Le simple fait de poser une isolation thermique à l'extérieur sur une maison vénitienne est impensable à Venise, ne serait-ce que du point de vue de l'aménagement urbain. Les curatrices du pavillon estonien, Keiti Lige, Elina Liiva et Helena Männa, profitent de cette contradiction pour attirer l'attention sur le fait que la rénovation d'une maison ne doit pas seulement servir à réduire la consommation d'énergie, mais doit aussi avoir une qualité architecturale. Selon eux, une rénovation devrait être utilisée comme une opportunité de relever des défis sociaux et spatiaux. En Estonie, des bâtiments préfabriqués font actuellement l'objet d'une rénovation énergétique à grande échelle afin d'atteindre les objectifs climatiques ambitieux du gouvernement. Et le fibres-ciment, avec sa grande diversité de couleurs, est un matériau de façade très courant pour ces rénovations.

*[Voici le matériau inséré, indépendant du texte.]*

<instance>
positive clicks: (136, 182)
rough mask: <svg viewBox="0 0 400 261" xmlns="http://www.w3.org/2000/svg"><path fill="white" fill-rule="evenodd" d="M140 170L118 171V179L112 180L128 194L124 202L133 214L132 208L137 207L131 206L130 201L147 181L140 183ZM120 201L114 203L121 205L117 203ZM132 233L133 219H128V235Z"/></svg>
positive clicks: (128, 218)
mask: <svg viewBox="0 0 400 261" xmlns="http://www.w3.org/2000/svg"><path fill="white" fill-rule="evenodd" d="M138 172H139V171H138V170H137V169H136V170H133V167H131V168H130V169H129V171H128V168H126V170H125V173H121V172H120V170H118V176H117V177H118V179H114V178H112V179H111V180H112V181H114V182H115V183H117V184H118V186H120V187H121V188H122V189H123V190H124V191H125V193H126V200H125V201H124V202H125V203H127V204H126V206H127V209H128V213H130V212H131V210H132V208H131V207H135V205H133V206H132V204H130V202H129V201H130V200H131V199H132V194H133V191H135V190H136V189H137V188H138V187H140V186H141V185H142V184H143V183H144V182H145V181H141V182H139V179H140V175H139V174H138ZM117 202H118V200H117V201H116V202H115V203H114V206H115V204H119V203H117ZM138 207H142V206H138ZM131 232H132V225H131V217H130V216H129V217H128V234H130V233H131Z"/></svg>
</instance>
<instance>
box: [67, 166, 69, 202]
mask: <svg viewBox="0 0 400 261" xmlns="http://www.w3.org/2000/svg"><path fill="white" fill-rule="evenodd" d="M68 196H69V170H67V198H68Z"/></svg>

A Venise, en revanche, une façade en fibres-ciment sur un bâtiment historique semble étrange. C'est précisément pour cette raison que la contribution de l'Estonie à la 19e biennale d'architecture suscite beaucoup d'attention. Pour leur installation, les curatrices n'ont toutefois pas choisi n'importe quel matériau, mais un revêtement de façade en fibres-ciment de haute qualité et durable, car elles espèrent que "l'Estonie pourra montrer l'exemple à l'Europe : Transformer les maisons vétustes non seulement en termes d'efficacité énergétique, mais aussi en vue d'un avenir plus durable et plus agréable à vivre".